AutoSurrogate: An LLM-Driven Multi-Agent Framework for Autonomous Construction of Deep Learning Surrogate Models in Subsurface Flow
In the realm of subsurface flow simulation, the demand for high-fidelity numerical methods often comes with a significant computational cost. This complexity is especially pronounced in many-query tasks such as uncertainty quantification and data assimilation. To alleviate this burden, deep learning (DL) surrogates have emerged as a promising solution, providing a means to accelerate forward simulations. However, constructing these surrogates typically requires substantial machine learning (ML) expertise, including architecture design and hyperparameter tuning, which can be daunting for domain scientists lacking such knowledge. The process remains largely manual and heavily dependent on heuristic choices, creating a notable expertise gap that hinders the broader adoption of DL surrogate techniques.
To address these challenges, we introduce AutoSurrogate, a revolutionary large-language-model (LLM)-driven multi-agent framework. This innovative system empowers practitioners without ML expertise to construct high-quality surrogates for subsurface flow problems using natural-language instructions.

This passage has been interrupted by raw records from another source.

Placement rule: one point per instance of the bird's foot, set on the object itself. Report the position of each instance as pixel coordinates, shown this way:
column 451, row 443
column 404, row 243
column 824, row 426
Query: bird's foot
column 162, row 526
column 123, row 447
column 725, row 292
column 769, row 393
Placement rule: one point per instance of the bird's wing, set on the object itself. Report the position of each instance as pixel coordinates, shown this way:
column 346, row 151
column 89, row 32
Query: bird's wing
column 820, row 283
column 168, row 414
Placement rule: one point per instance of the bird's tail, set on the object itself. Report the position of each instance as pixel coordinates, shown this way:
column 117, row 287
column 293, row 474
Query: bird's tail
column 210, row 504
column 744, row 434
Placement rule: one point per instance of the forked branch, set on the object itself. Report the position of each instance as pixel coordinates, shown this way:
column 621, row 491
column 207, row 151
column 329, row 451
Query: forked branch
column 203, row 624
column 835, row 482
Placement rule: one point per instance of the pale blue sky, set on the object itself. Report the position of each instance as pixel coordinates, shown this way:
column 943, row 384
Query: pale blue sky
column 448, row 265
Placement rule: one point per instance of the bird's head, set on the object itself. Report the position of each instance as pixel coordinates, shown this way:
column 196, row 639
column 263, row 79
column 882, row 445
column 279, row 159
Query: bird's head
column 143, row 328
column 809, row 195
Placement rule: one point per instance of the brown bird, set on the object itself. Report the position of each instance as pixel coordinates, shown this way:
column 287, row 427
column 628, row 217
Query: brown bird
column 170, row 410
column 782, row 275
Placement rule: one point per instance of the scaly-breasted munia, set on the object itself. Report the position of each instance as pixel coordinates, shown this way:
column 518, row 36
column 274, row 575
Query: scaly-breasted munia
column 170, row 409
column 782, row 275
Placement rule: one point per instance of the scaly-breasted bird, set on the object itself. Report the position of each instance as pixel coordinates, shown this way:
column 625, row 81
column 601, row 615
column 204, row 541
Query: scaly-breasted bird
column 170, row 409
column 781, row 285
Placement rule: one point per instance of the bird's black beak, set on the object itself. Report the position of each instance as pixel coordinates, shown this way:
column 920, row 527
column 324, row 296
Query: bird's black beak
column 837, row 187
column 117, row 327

Key Features of AutoSurrogate
AutoSurrogate comprises four specialized agents that work collaboratively to automate the surrogate modeling process. These agents perform a series of tasks, including:
- Data Profiling: Analyzing simulation data to extract relevant features and characteristics.
- Architecture Selection: Choosing appropriate model architectures from a curated model zoo based on the specific problem.
- Bayesian Hyperparameter Optimization: Systematically tuning hyperparameters to enhance the model’s performance.
- Model Training and Quality Assessment: Training the model and assessing its quality against user-defined thresholds.
Moreover, AutoSurrogate autonomously addresses common failure modes that can arise during model development. For instance, if numerical instabilities occur, the system can promptly restart training with adjusted configurations. Additionally, if the predictive accuracy of the model falls short of targets, AutoSurrogate is capable of switching to alternative architectures to better meet user expectations.
Efficiency and Effectiveness
One of the most remarkable aspects of AutoSurrogate is its ability to transform a single natural-language sentence into a deployment-ready surrogate model. This efficiency minimizes the need for human intervention at various stages of the process, significantly streamlining the workflow. The system’s utility is further demonstrated through its application in a 3D geological carbon storage modeling task. Here, AutoSurrogate effectively maps permeability fields to pressure and CO2 saturation fields over 31 timesteps.
Importantly, AutoSurrogate has been shown to outperform both expert-designed baselines and domain-agnostic AutoML methods without any manual tuning. This enhances its appeal for practical deployment across various fields where subsurface flow modeling is critical.
Conclusion
In summary, AutoSurrogate represents a significant advancement in the field of deep learning surrogates for subsurface flow problems. By leveraging the capabilities of a multi-agent framework driven by large language models, it democratizes access to sophisticated modeling techniques, allowing practitioners with minimal ML expertise to harness the power of deep learning. This innovation not only addresses the existing expertise gap but also paves the way for broader adoption of DL surrogate techniques in subsurface flow applications.